Ante tales argumentos, José se ve obligado a relatarle la incestuosa historia de su familia, desde su profugado bisabuelo hasta su tío abuelo, su padre. Le cuenta del relicario plateado, con forma de corazón, que ha pasado de generación en generación. Llegado este punto, lo saca de un bolsillo y, abriendo su tapa secreta, se lo entrega. Monseñor Vera lo examina con sumo interés, e inmediatamente comprende el significado de lo atesorado en su interior.

Éxodo, 34:7 —lee con voz firme, el obispo. Y continúa citando de memoria, mientras mira fijamente al sacerdote, como tratando de escrutar lo más profundo de su alma:

Yahvé mantiene su benevolencia por mil generaciones y soporta la falta, la rebeldía y el pecado, pero nunca los deja impunes; pues por la falta de los padres pide cuentas a sus hijos y nietos hasta la tercera y la cuarta generación.
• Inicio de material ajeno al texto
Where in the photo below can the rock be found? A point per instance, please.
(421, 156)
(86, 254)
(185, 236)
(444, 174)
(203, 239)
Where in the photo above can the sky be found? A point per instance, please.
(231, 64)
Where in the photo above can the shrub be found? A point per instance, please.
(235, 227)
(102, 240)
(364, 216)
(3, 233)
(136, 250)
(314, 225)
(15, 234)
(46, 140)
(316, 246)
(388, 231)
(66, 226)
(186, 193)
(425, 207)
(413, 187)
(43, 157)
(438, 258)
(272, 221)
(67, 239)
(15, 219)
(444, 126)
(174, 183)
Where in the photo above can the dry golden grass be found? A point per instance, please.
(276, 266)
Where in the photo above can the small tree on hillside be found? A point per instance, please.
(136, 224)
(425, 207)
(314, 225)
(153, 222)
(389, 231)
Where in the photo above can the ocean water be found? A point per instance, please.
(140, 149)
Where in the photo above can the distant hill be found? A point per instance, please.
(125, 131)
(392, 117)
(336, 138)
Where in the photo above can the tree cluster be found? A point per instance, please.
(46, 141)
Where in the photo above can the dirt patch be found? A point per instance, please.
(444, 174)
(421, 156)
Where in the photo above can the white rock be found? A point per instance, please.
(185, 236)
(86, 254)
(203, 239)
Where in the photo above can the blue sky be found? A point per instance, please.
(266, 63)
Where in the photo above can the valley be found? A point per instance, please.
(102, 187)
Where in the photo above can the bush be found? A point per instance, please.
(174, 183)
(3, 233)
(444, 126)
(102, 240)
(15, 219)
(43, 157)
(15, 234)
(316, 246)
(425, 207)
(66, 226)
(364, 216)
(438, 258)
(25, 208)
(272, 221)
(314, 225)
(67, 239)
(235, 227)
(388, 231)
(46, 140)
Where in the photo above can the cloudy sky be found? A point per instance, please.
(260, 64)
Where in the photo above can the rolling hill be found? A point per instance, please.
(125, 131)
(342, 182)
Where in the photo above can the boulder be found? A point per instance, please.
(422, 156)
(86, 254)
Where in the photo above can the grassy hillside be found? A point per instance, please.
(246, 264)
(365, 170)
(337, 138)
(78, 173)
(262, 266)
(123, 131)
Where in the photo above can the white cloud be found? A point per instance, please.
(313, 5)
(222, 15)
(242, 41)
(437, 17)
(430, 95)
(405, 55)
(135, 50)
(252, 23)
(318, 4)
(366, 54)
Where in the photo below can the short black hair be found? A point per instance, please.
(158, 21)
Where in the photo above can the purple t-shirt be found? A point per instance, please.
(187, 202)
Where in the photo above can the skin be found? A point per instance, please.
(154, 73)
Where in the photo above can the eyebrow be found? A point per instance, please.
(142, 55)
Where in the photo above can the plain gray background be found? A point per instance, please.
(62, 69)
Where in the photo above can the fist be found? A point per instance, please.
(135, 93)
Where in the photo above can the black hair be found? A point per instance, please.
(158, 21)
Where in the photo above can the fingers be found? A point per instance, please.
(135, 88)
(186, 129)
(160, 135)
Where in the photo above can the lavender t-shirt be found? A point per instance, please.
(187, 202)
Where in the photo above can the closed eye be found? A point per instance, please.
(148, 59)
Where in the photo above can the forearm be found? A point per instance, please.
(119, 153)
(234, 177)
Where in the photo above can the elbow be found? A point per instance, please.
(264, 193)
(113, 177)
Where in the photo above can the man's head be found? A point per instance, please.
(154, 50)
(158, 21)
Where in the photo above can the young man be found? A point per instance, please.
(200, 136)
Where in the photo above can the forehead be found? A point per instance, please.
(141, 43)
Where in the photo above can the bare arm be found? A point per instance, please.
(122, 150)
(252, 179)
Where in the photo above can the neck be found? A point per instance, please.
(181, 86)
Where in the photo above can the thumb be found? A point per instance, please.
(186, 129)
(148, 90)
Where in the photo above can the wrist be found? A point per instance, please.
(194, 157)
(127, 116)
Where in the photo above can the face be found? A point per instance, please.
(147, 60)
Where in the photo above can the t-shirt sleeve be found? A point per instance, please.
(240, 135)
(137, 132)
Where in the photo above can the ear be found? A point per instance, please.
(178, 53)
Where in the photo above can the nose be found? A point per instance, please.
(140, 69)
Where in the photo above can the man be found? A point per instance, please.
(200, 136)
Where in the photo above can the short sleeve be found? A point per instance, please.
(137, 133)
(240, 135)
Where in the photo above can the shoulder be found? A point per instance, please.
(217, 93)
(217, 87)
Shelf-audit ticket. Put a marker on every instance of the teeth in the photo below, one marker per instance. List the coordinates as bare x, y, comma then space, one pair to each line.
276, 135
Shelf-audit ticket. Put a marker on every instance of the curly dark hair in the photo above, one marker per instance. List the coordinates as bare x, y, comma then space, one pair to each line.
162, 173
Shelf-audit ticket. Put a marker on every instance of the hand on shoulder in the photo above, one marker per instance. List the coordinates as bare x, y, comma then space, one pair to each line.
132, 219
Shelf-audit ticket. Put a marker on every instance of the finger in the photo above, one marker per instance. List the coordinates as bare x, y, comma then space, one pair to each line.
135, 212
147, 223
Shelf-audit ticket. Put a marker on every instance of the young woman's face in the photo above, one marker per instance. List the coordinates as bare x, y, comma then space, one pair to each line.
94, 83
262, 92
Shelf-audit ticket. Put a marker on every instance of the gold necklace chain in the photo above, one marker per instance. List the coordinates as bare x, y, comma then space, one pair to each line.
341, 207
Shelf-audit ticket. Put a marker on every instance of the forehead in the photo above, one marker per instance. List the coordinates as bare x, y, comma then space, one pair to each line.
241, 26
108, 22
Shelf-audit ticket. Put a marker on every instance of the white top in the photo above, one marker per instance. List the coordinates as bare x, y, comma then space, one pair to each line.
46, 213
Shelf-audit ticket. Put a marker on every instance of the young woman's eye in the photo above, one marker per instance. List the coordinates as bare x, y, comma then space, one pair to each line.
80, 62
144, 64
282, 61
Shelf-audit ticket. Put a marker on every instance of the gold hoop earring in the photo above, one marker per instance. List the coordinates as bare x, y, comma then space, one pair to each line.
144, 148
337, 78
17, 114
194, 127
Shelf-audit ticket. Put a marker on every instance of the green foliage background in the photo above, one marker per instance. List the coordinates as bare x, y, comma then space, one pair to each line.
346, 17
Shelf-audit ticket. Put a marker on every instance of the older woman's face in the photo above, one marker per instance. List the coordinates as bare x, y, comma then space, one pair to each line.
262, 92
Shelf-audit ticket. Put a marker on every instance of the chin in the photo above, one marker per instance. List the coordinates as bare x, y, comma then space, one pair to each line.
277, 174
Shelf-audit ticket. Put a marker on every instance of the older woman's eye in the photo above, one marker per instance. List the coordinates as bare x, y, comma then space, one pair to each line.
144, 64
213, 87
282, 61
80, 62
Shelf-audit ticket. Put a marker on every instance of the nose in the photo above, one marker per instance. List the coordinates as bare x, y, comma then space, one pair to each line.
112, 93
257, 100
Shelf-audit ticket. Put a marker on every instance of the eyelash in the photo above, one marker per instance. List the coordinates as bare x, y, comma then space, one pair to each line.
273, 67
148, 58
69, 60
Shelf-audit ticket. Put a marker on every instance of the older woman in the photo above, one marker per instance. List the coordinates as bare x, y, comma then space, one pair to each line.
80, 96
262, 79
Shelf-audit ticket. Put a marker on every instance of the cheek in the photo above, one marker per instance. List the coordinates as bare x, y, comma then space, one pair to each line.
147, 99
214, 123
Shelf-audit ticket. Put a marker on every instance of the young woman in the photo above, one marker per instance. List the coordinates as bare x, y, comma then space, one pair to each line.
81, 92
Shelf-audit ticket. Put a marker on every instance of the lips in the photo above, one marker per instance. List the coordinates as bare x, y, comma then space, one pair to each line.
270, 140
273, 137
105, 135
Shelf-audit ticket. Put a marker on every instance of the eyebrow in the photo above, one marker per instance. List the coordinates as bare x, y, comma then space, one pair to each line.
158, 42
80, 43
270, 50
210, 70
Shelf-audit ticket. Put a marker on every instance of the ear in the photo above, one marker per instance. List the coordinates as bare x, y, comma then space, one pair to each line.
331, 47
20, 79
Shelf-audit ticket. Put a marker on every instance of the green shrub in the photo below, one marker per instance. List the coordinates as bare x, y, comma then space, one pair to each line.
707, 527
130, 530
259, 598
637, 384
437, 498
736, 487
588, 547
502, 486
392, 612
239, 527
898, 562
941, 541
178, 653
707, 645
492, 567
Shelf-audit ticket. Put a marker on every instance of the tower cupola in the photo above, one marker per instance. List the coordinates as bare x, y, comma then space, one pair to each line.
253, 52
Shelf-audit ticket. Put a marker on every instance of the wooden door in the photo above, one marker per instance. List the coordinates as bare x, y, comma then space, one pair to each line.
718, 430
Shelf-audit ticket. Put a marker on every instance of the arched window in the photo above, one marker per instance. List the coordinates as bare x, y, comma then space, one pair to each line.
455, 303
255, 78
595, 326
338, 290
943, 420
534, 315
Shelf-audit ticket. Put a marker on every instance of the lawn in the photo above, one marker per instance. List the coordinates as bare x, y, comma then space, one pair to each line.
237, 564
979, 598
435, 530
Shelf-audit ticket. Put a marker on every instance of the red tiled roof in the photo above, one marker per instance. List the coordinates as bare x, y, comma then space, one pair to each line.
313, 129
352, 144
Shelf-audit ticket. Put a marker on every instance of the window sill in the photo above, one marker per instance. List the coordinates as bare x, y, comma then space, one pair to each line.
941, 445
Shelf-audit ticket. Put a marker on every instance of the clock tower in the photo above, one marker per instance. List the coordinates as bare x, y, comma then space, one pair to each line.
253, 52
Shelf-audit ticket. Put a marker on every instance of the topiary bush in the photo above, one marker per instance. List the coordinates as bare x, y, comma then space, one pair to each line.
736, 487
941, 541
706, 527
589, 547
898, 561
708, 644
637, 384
Luego de un breve silencio, sin dejar de mirarlo, le pregunta a José que haría si no aprueba su traslado.

—Disculpe mi osadía, Monseñor, pero no tendría otra opción que volverme por mi cuenta. A sabiendas de que eso podría implicar mi excomunión. —responde José sin dudar.
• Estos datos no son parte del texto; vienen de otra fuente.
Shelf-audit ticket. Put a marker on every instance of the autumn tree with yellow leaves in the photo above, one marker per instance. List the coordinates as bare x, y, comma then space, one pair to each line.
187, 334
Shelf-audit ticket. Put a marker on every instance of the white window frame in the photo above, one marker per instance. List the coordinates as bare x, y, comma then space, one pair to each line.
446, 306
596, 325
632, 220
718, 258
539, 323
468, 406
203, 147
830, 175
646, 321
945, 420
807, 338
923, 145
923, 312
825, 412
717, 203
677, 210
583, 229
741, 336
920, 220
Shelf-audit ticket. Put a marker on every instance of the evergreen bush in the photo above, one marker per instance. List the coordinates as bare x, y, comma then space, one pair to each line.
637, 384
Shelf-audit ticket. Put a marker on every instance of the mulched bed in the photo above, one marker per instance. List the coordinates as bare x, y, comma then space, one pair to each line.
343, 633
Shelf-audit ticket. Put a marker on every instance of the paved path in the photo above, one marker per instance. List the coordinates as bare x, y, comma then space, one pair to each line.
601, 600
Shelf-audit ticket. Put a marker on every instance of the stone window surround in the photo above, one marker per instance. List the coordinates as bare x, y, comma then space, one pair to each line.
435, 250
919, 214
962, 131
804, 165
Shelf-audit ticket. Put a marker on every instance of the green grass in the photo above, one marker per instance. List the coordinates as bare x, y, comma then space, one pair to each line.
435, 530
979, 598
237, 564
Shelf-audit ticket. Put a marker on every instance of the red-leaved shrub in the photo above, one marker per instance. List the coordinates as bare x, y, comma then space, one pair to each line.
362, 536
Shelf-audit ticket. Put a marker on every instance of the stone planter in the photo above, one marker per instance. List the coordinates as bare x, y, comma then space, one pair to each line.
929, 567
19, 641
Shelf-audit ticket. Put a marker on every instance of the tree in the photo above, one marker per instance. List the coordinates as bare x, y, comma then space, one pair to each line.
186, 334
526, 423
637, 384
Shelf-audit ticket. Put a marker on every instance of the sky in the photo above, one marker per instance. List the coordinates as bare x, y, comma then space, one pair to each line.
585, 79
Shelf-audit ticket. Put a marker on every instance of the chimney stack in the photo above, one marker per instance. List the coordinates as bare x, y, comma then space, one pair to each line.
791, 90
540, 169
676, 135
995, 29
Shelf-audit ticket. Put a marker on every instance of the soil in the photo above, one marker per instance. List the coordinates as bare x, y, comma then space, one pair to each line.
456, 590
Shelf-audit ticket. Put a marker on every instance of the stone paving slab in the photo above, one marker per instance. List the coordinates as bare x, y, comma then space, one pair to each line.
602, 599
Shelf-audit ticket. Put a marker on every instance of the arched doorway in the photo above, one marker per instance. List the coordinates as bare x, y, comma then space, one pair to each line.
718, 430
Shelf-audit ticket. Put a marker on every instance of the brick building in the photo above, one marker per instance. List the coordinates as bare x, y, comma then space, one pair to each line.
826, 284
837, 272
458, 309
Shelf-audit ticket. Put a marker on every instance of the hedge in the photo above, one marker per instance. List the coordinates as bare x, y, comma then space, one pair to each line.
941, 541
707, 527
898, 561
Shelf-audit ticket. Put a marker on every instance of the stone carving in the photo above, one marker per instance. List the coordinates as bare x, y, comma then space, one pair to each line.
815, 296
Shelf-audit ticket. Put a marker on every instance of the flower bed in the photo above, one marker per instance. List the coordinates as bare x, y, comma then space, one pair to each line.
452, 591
Inesperadamente, sin mediar palabra alguna más, el obispo escribe, firma y sella la autorización para su traslado a la Argentina. Cuando se la entrega, a José se le ilumina el rostro y una sensación de alivio lo colma. Siente que se libera de un peso enorme. Contento, a pesar de intuir el calvario que le espera en Buenos Aires, quisiera darle un abrazo a su superior, pero no se atreve. Solo atina a darle las gracias.

No bien se retira, Monseñor Vera se comunica telefónicamente con el obispo de la diócesis a la que José pertenece. Le informa de lo sucedido y que, tal como habían conversado al mediodía, va a ser muy difícil no soltarle la mano al sacerdote para que, en su caída, no termine arrastrando a la Iglesia. Finalizada la comunicación, el obispo Pedro Vera permanece ensimismado.

Jesucristo crucificado, al cargar sobre sí los pecados de la humanidad, a modo de expiación, no deja de rondar su mente. Y aun cuando el fragor cotidiano lo distraiga, y el paso del tiempo haga caer en el olvido el caso del cura José Soto, el sonido de una masa que golpea un clavo, que se entierra en la carne de algún caído en desgracia, no dejará de presentársele durante el sueño: angustiante pesadilla, alimento preferido de un pertinaz insomnio que, desde entonces, como nunca antes, no dejará de acompañarlo.